The new algorithm monitors, in particular, the inverter subsystems and sends alarms when maximum and minimum values are reached. It analyzes data and categorizes variables according to historic values.

The scientists identified the types of failures according to the errors obtained in the inverters and the description of occurrences. Failures include grid faults, grid overvoltage, temporary grid overvoltage, grid undervoltage, low voltage, temporary AC overcurrent, grid overfrequency, grid underfrequency, grid power failure, excessive stray current, supply grid fault, 10-minute grid overvoltage, output overload, and unbalanced load of grid device fault.

The group tested the proposed approach on two ground-mounted PV systems with capacities of 140 kW and 590 kW. Both installations rely on inverters provided by German manufacturer SMA. “The variables of each inverter were analyzed, and the following types of failure were verified in the case of the variable yield, due to the inverter errors,” it explained.

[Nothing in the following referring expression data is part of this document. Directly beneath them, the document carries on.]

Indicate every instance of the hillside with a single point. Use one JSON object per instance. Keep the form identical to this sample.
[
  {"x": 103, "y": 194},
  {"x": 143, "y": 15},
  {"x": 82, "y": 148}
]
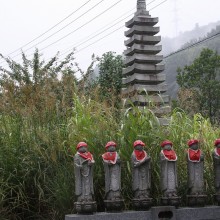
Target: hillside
[{"x": 187, "y": 56}]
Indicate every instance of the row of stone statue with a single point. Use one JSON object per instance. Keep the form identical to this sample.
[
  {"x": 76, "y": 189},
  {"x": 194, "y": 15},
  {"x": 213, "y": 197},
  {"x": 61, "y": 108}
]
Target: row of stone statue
[{"x": 141, "y": 176}]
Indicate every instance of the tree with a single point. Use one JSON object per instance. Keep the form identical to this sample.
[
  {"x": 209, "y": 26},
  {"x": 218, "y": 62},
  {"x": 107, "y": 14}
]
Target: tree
[
  {"x": 202, "y": 79},
  {"x": 36, "y": 85},
  {"x": 110, "y": 77}
]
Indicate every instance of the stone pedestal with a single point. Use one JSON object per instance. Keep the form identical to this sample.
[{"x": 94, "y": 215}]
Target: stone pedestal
[
  {"x": 196, "y": 200},
  {"x": 85, "y": 207},
  {"x": 156, "y": 213},
  {"x": 114, "y": 205},
  {"x": 171, "y": 201}
]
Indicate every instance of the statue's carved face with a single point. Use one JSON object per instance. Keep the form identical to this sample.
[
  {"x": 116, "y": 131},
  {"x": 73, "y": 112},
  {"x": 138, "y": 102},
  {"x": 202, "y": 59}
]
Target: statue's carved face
[
  {"x": 139, "y": 147},
  {"x": 82, "y": 149},
  {"x": 194, "y": 146},
  {"x": 167, "y": 147},
  {"x": 111, "y": 149}
]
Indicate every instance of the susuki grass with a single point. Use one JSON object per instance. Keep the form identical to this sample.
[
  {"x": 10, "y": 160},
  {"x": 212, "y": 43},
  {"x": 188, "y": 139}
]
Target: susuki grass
[{"x": 36, "y": 149}]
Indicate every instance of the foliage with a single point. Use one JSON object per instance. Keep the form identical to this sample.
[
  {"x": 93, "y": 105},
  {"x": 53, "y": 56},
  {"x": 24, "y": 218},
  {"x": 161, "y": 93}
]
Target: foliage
[
  {"x": 201, "y": 79},
  {"x": 33, "y": 86}
]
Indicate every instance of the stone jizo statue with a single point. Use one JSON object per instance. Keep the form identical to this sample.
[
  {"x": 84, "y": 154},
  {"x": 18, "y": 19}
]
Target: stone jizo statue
[
  {"x": 141, "y": 171},
  {"x": 112, "y": 167},
  {"x": 195, "y": 164},
  {"x": 83, "y": 166},
  {"x": 168, "y": 167}
]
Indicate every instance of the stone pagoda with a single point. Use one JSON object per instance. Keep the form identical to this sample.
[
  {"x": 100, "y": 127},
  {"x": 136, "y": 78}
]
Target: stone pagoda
[{"x": 143, "y": 80}]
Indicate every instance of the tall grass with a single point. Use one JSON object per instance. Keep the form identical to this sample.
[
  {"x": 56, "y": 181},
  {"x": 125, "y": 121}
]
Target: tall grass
[{"x": 36, "y": 149}]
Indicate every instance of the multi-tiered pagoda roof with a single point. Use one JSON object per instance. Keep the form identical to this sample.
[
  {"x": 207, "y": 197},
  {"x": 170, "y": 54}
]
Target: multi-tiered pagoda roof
[{"x": 143, "y": 78}]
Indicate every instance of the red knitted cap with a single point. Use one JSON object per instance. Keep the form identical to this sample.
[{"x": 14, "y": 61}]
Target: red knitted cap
[
  {"x": 217, "y": 141},
  {"x": 138, "y": 142},
  {"x": 110, "y": 143},
  {"x": 81, "y": 144},
  {"x": 166, "y": 142},
  {"x": 193, "y": 141}
]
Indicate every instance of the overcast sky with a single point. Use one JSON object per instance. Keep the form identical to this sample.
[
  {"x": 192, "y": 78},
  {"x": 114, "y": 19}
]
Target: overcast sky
[{"x": 22, "y": 21}]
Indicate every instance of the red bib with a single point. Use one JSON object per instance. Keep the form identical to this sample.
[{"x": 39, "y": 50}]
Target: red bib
[
  {"x": 140, "y": 155},
  {"x": 86, "y": 155},
  {"x": 170, "y": 154},
  {"x": 194, "y": 155},
  {"x": 217, "y": 151},
  {"x": 110, "y": 156}
]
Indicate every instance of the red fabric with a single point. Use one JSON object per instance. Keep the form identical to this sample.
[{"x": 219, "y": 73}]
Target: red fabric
[
  {"x": 138, "y": 142},
  {"x": 86, "y": 155},
  {"x": 193, "y": 141},
  {"x": 81, "y": 144},
  {"x": 166, "y": 142},
  {"x": 170, "y": 154},
  {"x": 194, "y": 155},
  {"x": 110, "y": 143},
  {"x": 218, "y": 151},
  {"x": 140, "y": 155},
  {"x": 110, "y": 156},
  {"x": 217, "y": 142}
]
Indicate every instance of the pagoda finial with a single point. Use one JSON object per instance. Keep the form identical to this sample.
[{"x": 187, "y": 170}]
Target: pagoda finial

The data were characterized via fine tree, medium tree, and coarse tree prediction models. In tree-based models, a set of splitting rules actively divides the feature space into multiple smaller, non-overlapping regions with similar response values.

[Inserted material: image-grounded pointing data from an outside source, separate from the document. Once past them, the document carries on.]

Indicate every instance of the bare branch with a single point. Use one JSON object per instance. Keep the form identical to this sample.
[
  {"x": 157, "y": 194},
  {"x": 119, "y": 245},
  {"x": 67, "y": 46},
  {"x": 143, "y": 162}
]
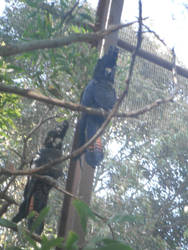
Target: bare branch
[
  {"x": 7, "y": 198},
  {"x": 20, "y": 47}
]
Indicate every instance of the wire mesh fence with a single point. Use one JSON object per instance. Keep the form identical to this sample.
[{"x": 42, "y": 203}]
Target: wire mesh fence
[{"x": 151, "y": 82}]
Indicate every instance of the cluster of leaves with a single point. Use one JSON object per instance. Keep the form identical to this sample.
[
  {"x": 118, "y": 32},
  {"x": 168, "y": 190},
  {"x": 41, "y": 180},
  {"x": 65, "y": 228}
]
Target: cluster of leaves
[{"x": 141, "y": 188}]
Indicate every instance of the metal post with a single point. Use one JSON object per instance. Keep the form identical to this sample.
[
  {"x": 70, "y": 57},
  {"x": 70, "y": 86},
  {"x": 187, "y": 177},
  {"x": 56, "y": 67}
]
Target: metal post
[{"x": 80, "y": 176}]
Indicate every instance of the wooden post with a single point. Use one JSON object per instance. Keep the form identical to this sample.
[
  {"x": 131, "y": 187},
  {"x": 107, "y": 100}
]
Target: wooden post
[
  {"x": 80, "y": 174},
  {"x": 114, "y": 19}
]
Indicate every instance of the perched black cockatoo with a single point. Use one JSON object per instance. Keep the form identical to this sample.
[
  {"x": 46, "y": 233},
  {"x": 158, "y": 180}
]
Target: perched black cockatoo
[
  {"x": 99, "y": 93},
  {"x": 36, "y": 191}
]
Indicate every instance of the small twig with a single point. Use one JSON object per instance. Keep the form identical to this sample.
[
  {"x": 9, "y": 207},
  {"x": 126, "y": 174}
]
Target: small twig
[
  {"x": 156, "y": 35},
  {"x": 52, "y": 182},
  {"x": 4, "y": 208},
  {"x": 56, "y": 185},
  {"x": 68, "y": 14},
  {"x": 7, "y": 198}
]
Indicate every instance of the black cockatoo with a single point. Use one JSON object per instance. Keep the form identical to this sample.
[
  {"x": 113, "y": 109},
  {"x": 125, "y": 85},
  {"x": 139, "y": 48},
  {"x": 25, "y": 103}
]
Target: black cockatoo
[
  {"x": 36, "y": 191},
  {"x": 99, "y": 93}
]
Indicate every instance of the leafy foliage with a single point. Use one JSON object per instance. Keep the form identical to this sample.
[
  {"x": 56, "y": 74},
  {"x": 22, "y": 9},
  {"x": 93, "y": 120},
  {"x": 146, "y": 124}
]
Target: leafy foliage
[{"x": 141, "y": 186}]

The academics claim that the proposed algorithm is able to identify seasonal variations in inverter failures and that the results it provides can be used for reliability analysis. “The data-driven evaluation developed in this study indicates that inverters subsystems emerge for categorizing failure modes,” they stressed.

They also suggested protecting inverters from inrush and overcurrent automatically by using clamp circuits to the resonant capacitance in parallel. “High power-conversion efficiency can be achieved by regenerating the clamp current to the input voltage source,” they concluded.

The novel algorithm was presented in the study “Machine learning for monitoring and classification in inverters from solar photovoltaic energy plants,” published in Compass in Solar.

Author: Emiliano Bellini

This article was originally published in pv magazine and is republished with permission.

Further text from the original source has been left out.